Scattering halos in strongly interacting Feshbach molecular Bose-Einstein condensates

TL;DR

This paper studies scattering halos in molecular Bose-Einstein condensates, revealing how interactions influence collision processes and introducing a universal relation between scattering factors and halo ratios.

Contribution

It introduces a scattering factor and a universal relation for scattering halos, and compares perturbative and non-perturbative models with experimental data.

Findings

Interactions significantly affect scattering halo formation.

A universal relation between scattering factor and halo ratio is established.

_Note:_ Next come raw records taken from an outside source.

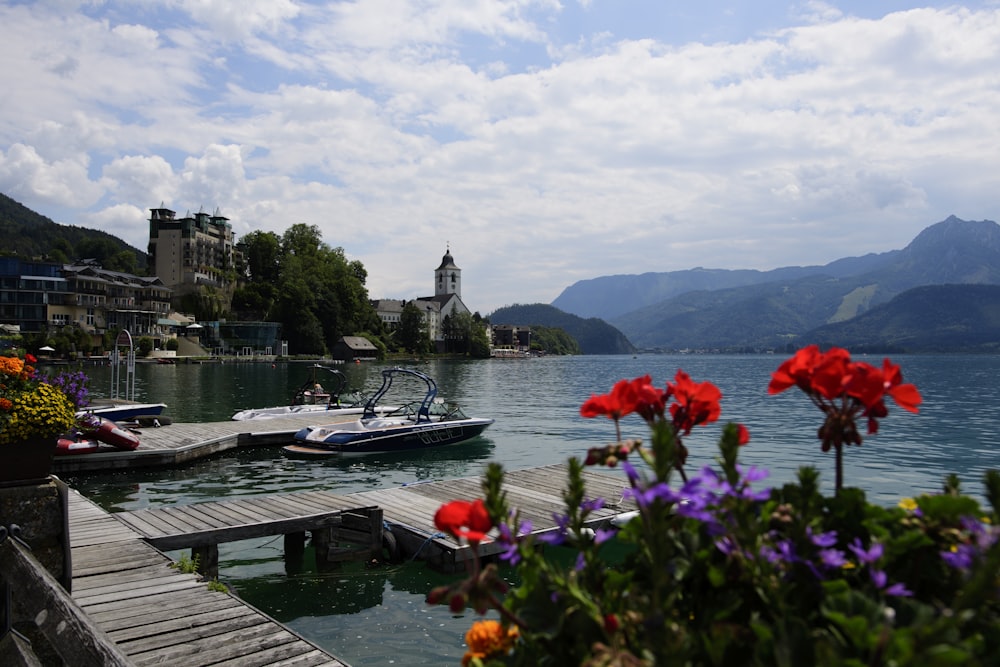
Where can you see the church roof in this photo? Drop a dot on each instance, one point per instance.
(447, 262)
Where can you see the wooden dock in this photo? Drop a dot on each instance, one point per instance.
(407, 513)
(181, 443)
(156, 615)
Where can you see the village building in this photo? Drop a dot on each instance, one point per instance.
(446, 302)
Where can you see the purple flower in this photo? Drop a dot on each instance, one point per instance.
(898, 590)
(827, 539)
(960, 559)
(866, 556)
(511, 554)
(833, 558)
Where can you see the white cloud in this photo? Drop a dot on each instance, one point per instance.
(26, 176)
(546, 142)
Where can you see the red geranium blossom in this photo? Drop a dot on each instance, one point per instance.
(461, 518)
(696, 402)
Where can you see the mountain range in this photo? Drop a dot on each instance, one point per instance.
(864, 301)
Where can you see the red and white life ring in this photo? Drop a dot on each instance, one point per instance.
(111, 433)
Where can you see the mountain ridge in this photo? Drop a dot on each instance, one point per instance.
(782, 305)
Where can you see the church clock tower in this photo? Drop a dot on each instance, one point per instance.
(448, 277)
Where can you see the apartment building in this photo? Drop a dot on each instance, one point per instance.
(191, 251)
(41, 296)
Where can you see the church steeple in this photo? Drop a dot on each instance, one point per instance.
(448, 277)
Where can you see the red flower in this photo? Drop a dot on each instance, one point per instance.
(906, 396)
(696, 402)
(796, 371)
(621, 401)
(461, 518)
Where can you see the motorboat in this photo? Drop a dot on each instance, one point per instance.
(312, 396)
(430, 422)
(122, 410)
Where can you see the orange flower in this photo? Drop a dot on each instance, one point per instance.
(488, 639)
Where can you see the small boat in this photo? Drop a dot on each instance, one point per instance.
(107, 431)
(419, 425)
(313, 397)
(117, 410)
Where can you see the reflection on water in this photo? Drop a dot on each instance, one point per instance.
(379, 617)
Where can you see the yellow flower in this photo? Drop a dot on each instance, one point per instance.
(486, 639)
(29, 407)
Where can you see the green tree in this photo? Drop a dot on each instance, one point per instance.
(145, 346)
(412, 333)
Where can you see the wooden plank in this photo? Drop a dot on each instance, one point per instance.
(133, 592)
(158, 572)
(207, 647)
(167, 607)
(150, 522)
(159, 625)
(165, 599)
(71, 633)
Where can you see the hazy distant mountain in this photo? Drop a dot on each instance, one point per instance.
(594, 336)
(797, 300)
(610, 296)
(933, 318)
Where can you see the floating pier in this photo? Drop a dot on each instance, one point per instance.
(156, 615)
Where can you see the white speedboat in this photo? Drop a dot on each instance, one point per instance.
(413, 426)
(313, 397)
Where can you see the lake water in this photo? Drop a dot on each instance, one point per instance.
(378, 617)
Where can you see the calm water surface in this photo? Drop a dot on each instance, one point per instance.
(378, 617)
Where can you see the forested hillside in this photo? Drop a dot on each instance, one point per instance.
(31, 235)
(594, 336)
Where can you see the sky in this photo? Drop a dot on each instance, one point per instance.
(542, 141)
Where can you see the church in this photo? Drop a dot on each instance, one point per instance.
(446, 302)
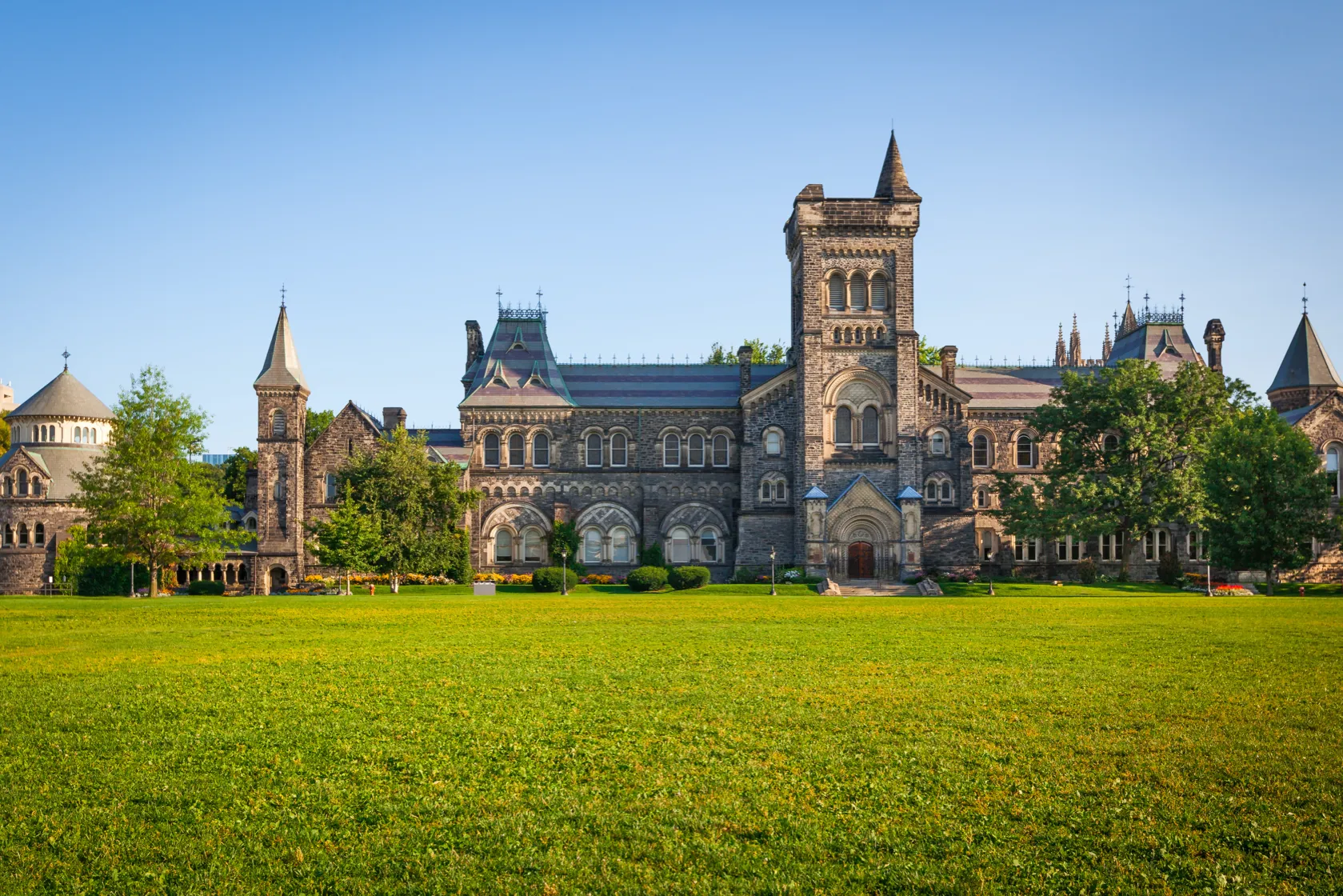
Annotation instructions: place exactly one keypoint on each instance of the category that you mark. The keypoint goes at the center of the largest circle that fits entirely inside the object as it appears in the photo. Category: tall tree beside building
(144, 496)
(1125, 453)
(1267, 498)
(418, 506)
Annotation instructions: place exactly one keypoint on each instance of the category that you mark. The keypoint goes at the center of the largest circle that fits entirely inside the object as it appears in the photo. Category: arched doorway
(278, 581)
(861, 561)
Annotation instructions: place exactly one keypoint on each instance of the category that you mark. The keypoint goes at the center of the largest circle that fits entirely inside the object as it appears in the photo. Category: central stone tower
(857, 354)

Simulations reveal discrepancies under non-perturbative conditions.

Abstract

We investigate the scattering halos resulting from collisions between discrete momentum components in the time-of-flight expansion of interaction-tunable $^6\rm Li_2$ molecular Bose-Einstein condensates. A key highlight of this study is the observation of the influence of interactions on the collisional scattering process. We measure the production of scattering halos at different interaction levels by varying the number of particles and the scattering length, and quantitatively assess the applicability of perturbation theory. To delve into a general theory of scattering halos, we introduce a scattering factor and obtain a universal relation between it and the halo ratio. Furthermore, we simulate the formation of scattering halos under non-perturbative conditions and analyze the discrepancies between simulation results and experiments through a return pulse experiment. This study enhances our understanding of the physical mechanisms underlying scattering processes in many-body systems and provides new perspectives for further theoretical research.